QUESTIONS REPORTERS SHOULD ASK:

  • Can the Minnesota Department of Health verify the strain of measles in the index case? Is it consistent with the other reported cases?
  • Can MDH confirm those children reported to be unvaccinated actually ARE NOT vaccinated, or is that just an assumption?
  • Can MDH confirm that any of the children who have been diagnosed with measles were actually vaccinated?
  • Since it has been a very long time since most of the doctors have seen measles, are the reported cases been lab-confirmed by the CDC as measles? Or are they rashes and/or other medical conditions?
  • Ask MDH why Merck will not supply single-dose vials of measles, mumps or rubella vaccines that consumers are demanding instead of the triple combination known as the MMR.
  • Ask MDH to produce safety studies showing that multiple vaccines given at the same time are indeed safe for infants and toddlers.
  • Ask MDH to produce safety studies showing that it is safe to repeat the MMR only one month after the first dose.

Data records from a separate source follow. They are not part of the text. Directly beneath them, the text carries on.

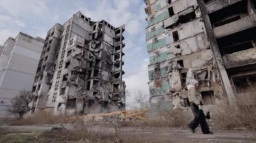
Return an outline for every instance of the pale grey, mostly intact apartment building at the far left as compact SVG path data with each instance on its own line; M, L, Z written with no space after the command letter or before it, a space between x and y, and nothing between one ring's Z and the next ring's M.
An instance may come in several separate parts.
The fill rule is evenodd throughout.
M6 109L20 91L30 91L44 40L20 33L8 38L0 58L0 118L9 117Z

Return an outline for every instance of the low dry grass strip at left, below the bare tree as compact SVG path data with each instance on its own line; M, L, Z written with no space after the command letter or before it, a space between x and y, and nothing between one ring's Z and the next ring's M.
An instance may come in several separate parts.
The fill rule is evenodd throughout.
M42 125L42 124L63 124L66 123L65 116L52 115L50 113L35 114L23 119L12 120L9 122L11 126L26 126L26 125Z

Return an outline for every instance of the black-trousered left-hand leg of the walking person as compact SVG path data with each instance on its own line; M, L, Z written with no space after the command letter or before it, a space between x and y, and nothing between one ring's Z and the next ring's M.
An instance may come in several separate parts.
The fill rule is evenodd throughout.
M199 116L199 109L198 106L195 103L191 103L191 110L194 113L194 120L192 122L189 123L189 128L191 128L192 130L195 130L195 128L197 128L197 126L200 124L200 116Z

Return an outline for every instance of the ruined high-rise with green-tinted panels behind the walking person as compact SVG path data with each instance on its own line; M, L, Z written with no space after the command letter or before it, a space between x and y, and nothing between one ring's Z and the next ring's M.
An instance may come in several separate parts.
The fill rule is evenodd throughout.
M206 107L253 95L249 87L256 83L256 1L145 3L153 110L187 106L185 87L191 71Z

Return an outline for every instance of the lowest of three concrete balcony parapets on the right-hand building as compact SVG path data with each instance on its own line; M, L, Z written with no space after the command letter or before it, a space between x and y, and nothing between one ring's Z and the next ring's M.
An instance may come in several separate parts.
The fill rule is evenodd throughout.
M224 64L226 68L234 68L238 66L244 66L247 64L256 63L256 48L250 48L232 54L226 54L223 56Z

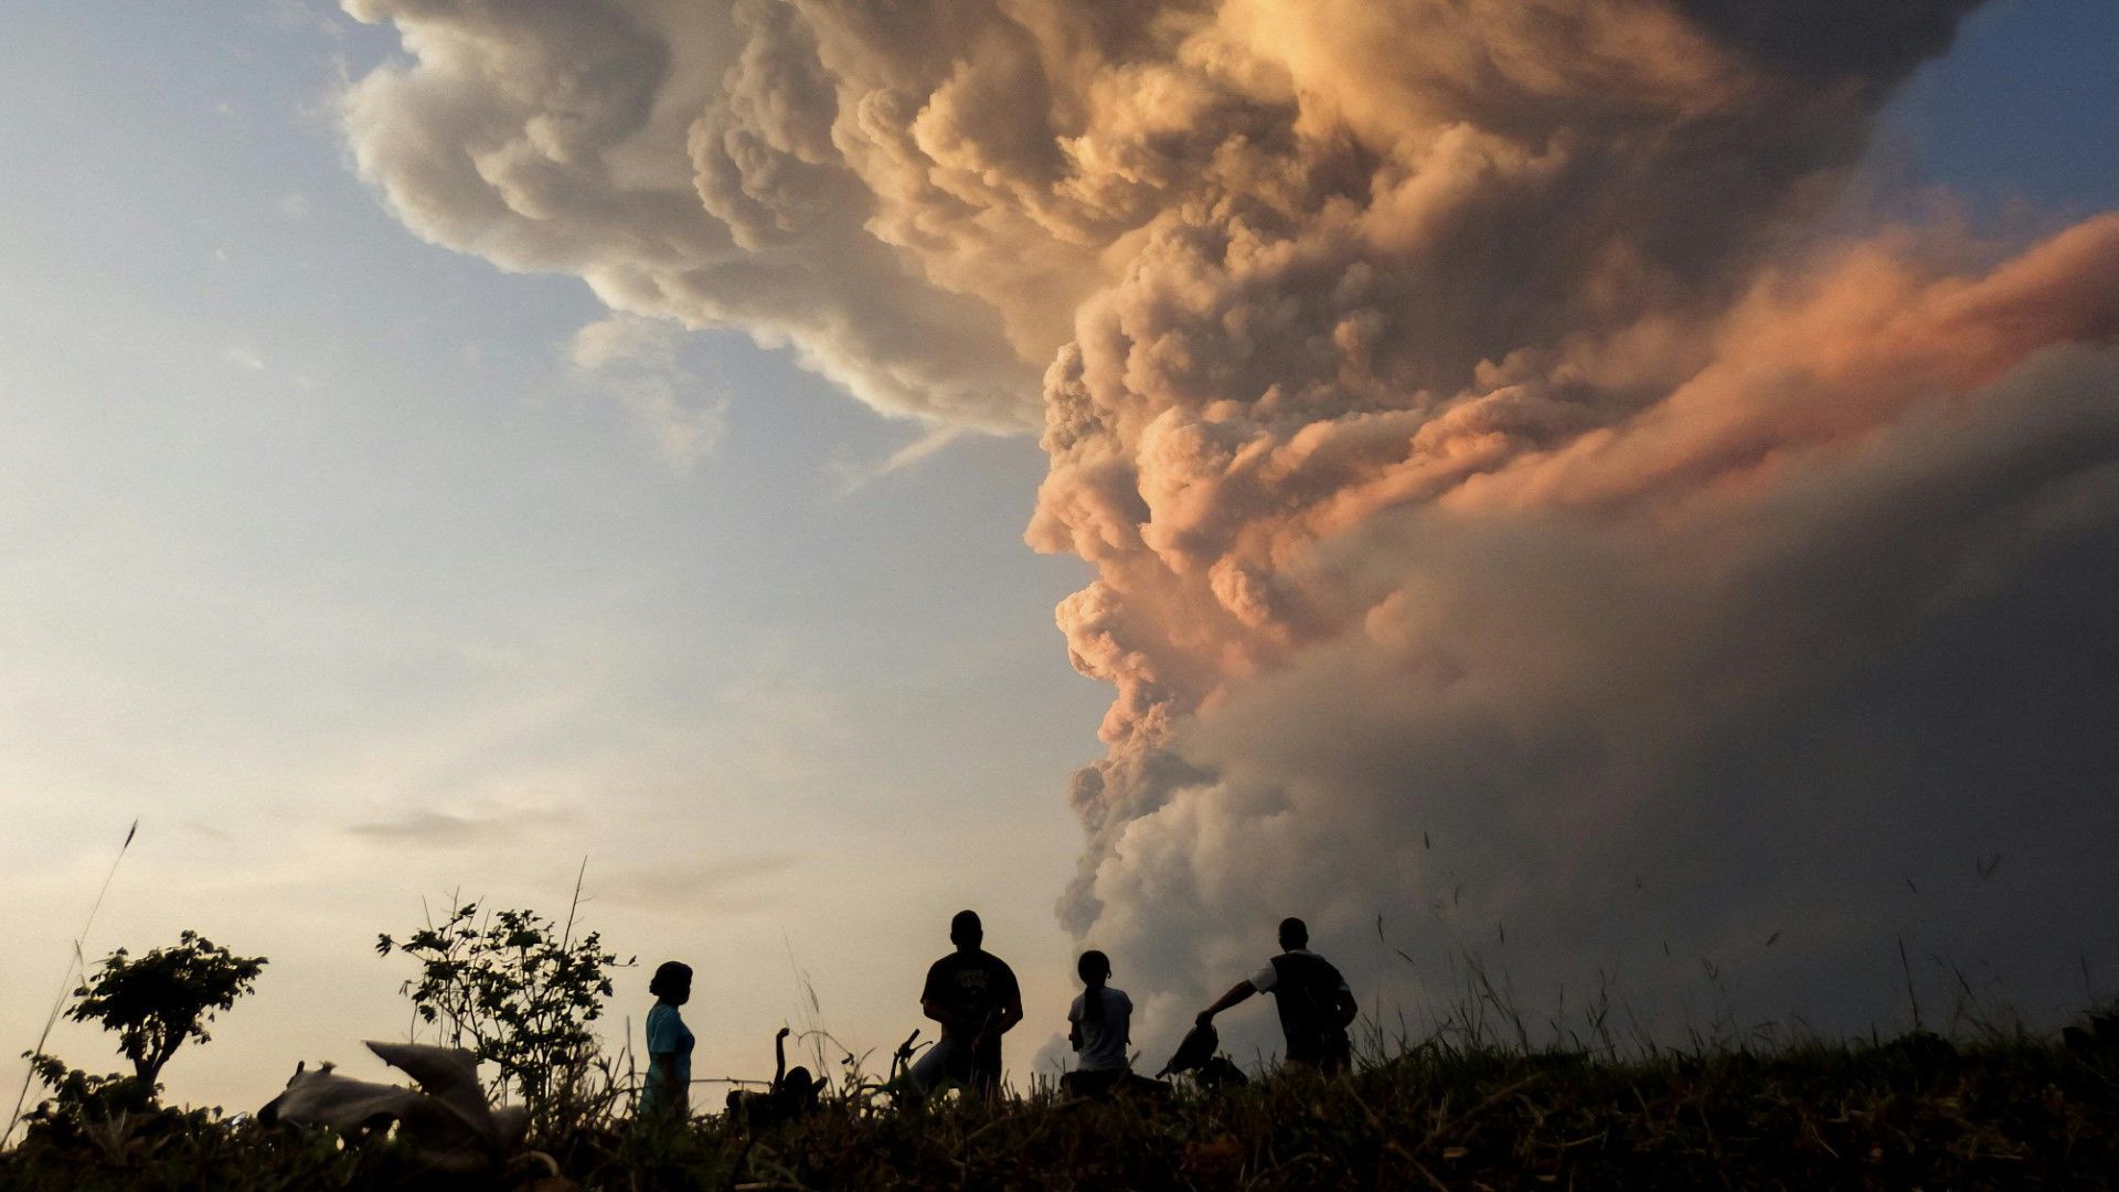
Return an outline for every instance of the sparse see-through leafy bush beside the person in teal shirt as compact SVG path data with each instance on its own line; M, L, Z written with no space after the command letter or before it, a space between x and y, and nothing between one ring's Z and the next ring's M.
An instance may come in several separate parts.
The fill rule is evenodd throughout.
M572 918L566 927L532 910L481 918L473 901L403 940L379 935L375 952L420 963L420 976L405 982L420 1020L496 1065L500 1097L513 1090L532 1109L547 1109L595 1063L591 1022L602 1018L621 965L595 931L574 940Z

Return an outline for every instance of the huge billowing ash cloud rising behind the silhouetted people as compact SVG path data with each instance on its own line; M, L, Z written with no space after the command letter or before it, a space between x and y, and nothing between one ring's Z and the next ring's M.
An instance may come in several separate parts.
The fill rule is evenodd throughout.
M1303 912L1858 1022L2119 957L2119 216L1805 231L1969 6L350 0L345 119L437 242L1043 407L1062 918L1172 1007Z

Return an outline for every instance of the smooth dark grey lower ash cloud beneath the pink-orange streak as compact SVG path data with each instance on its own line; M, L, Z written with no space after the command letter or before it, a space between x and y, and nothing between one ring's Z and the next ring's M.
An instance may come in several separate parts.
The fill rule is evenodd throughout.
M2115 382L2047 356L1964 422L1653 524L1371 520L1314 564L1369 613L1157 744L1189 772L1115 821L1091 937L1195 995L1280 914L1350 959L1382 914L1411 1005L1471 950L1541 1012L1621 974L1666 1029L1706 1024L1702 961L1746 1020L1903 1018L1903 937L1930 1014L1928 957L2072 1010L2119 954L2119 679L2083 649L2119 632Z

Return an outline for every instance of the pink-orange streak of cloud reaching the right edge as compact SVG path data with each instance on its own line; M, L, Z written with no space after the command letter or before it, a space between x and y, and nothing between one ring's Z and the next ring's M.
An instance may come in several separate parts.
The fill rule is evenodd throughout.
M1977 278L1865 244L1769 276L1714 331L1716 358L1670 399L1562 450L1513 460L1454 501L1596 503L1771 484L1810 452L1992 384L2055 344L2119 337L2119 214Z

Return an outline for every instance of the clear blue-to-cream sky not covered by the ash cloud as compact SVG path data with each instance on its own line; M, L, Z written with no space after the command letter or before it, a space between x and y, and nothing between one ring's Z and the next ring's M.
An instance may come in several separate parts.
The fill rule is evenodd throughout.
M1021 543L1028 437L892 469L926 426L735 333L581 367L583 282L422 244L354 176L331 104L388 30L87 2L0 45L0 1035L133 814L87 950L273 959L180 1097L400 1031L375 931L555 908L583 855L621 950L699 963L701 1069L761 1067L790 959L850 1041L901 1037L966 904L1053 1018L1108 689L1053 628L1087 568ZM2002 235L2115 206L2115 45L2100 0L1990 4L1875 178ZM629 384L710 445L672 460Z

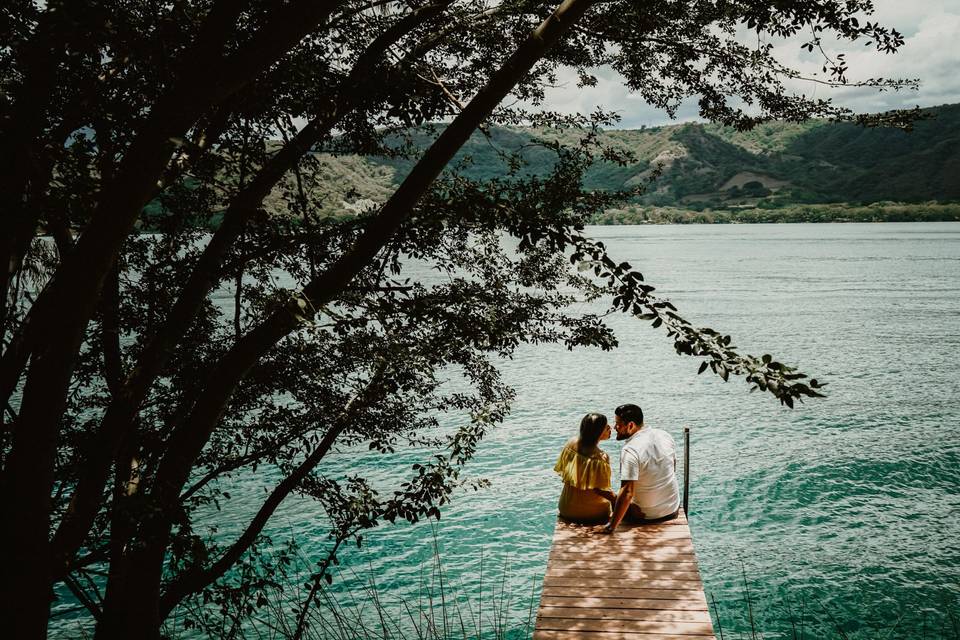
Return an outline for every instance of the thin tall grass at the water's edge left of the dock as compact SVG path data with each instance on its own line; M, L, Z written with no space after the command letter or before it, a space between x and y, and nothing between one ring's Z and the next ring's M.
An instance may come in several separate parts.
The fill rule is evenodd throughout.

  • Ask MDH whether they encourage parents who report that their child was harmed by the vaccine to give them a second dose.
  • Ask MDH whether they encourage parents of vaccine-injured children to vaccinate their other children.
  • Ask MDH whether they take parents’ reports seriously that their child was harmed. Is MDH making efforts to listen to these stories and learn how to prevent vaccine injuries, or is MDH ignoring them or providing patronizing denials of their truth – thus putting those families and others at increased risk?
  • Ask MDH why they insist on a one-size-fits-all vaccination schedule, and resist shot schedules spaced out to accommodate individual children’s tolerances.